On the flipside, if the Samwer brothers launched a version of Svbtle next week in 15 markets, would the reaction be the same?

1 comments

> It's pretty clear that the innovation in Dustin's work wasn't the code -- it was the interface.

What part? While it looked pretty, I didn't see anything new or unique (outside of the liking mechanism he uses).

Perhaps I'm not familiar, but what CMS/blogging engine looks like his and is structured like his (esp in the admin)?
The list of articles/ideas/drafts? The full screen editing mode? Which part?

I'll grant him the UI is new, but in essence, it's a skin over existing concepts. And, to be clear, when I say UI, I'm referring to the the colors and graphics. Sort of like someone coming up with a new theme for Firefox. You still have the form of a browser, just with different colors, padding, and images.

So again, I pose my question, where is the new, unique, non-obvious innovation here?
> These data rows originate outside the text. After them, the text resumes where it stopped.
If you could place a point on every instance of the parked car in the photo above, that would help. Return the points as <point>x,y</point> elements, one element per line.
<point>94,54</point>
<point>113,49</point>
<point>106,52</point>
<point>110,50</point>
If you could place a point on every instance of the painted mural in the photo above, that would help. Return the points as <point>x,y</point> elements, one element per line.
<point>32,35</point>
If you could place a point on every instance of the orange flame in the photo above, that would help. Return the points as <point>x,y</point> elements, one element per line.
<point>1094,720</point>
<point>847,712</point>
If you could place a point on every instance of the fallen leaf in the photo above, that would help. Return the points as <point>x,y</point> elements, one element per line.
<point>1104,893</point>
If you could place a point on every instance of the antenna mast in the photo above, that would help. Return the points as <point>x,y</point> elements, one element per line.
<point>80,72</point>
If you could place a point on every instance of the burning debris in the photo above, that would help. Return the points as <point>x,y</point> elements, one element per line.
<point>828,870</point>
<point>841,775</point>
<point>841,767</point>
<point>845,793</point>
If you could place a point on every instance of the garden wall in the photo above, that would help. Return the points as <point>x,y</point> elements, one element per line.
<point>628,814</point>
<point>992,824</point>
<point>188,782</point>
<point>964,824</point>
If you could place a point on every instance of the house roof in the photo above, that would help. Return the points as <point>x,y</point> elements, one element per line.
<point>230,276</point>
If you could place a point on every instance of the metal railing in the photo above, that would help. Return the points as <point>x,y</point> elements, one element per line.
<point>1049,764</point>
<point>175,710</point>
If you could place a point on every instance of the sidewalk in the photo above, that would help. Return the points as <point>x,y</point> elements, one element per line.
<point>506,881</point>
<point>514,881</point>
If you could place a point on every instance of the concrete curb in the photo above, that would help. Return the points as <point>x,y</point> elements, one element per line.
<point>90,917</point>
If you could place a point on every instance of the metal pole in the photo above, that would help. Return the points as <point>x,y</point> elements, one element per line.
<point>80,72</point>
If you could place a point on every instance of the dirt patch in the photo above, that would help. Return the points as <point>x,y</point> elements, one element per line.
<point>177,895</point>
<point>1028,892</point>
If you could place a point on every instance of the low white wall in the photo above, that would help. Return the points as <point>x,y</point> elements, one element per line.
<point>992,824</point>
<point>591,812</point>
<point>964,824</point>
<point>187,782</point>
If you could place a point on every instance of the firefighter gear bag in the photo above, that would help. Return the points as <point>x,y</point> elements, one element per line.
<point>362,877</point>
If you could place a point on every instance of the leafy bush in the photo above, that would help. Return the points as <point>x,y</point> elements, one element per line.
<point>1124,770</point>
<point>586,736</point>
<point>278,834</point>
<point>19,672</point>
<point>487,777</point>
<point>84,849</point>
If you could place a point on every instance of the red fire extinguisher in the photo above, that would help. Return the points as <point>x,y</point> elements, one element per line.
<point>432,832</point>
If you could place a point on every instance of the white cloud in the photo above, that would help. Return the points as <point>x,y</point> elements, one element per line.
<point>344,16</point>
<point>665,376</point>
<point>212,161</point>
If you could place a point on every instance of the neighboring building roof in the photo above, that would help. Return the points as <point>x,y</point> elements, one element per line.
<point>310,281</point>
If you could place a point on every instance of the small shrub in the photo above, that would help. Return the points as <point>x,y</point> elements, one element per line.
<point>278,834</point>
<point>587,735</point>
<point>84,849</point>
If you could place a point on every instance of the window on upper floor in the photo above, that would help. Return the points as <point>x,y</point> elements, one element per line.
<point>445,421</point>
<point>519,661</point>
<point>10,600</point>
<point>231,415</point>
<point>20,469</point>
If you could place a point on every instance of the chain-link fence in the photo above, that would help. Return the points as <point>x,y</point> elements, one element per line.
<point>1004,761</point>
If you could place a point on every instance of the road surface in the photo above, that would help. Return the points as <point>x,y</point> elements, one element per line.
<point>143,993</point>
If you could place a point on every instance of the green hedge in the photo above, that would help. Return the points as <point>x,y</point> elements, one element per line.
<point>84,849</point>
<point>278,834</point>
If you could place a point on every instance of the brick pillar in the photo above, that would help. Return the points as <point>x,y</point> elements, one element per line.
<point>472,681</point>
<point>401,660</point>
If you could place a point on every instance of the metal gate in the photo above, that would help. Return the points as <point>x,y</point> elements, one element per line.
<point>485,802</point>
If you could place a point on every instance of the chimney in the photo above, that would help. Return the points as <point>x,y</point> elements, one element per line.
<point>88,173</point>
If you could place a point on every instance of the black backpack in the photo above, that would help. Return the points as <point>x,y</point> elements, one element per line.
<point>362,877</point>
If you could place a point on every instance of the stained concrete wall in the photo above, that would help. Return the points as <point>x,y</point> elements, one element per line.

You seem to have some interest in defending this idea, so maybe you can answer this.

I'm not a designer, so clearly, I might be missing something.

Edit: Just to be clear here, for one example, was when I saw his distraction free writing screen, it reminded me of the countless other implementations I've seen for other blogging platforms, not to mention what's built into Word and Pages (with Word's being far more elegant).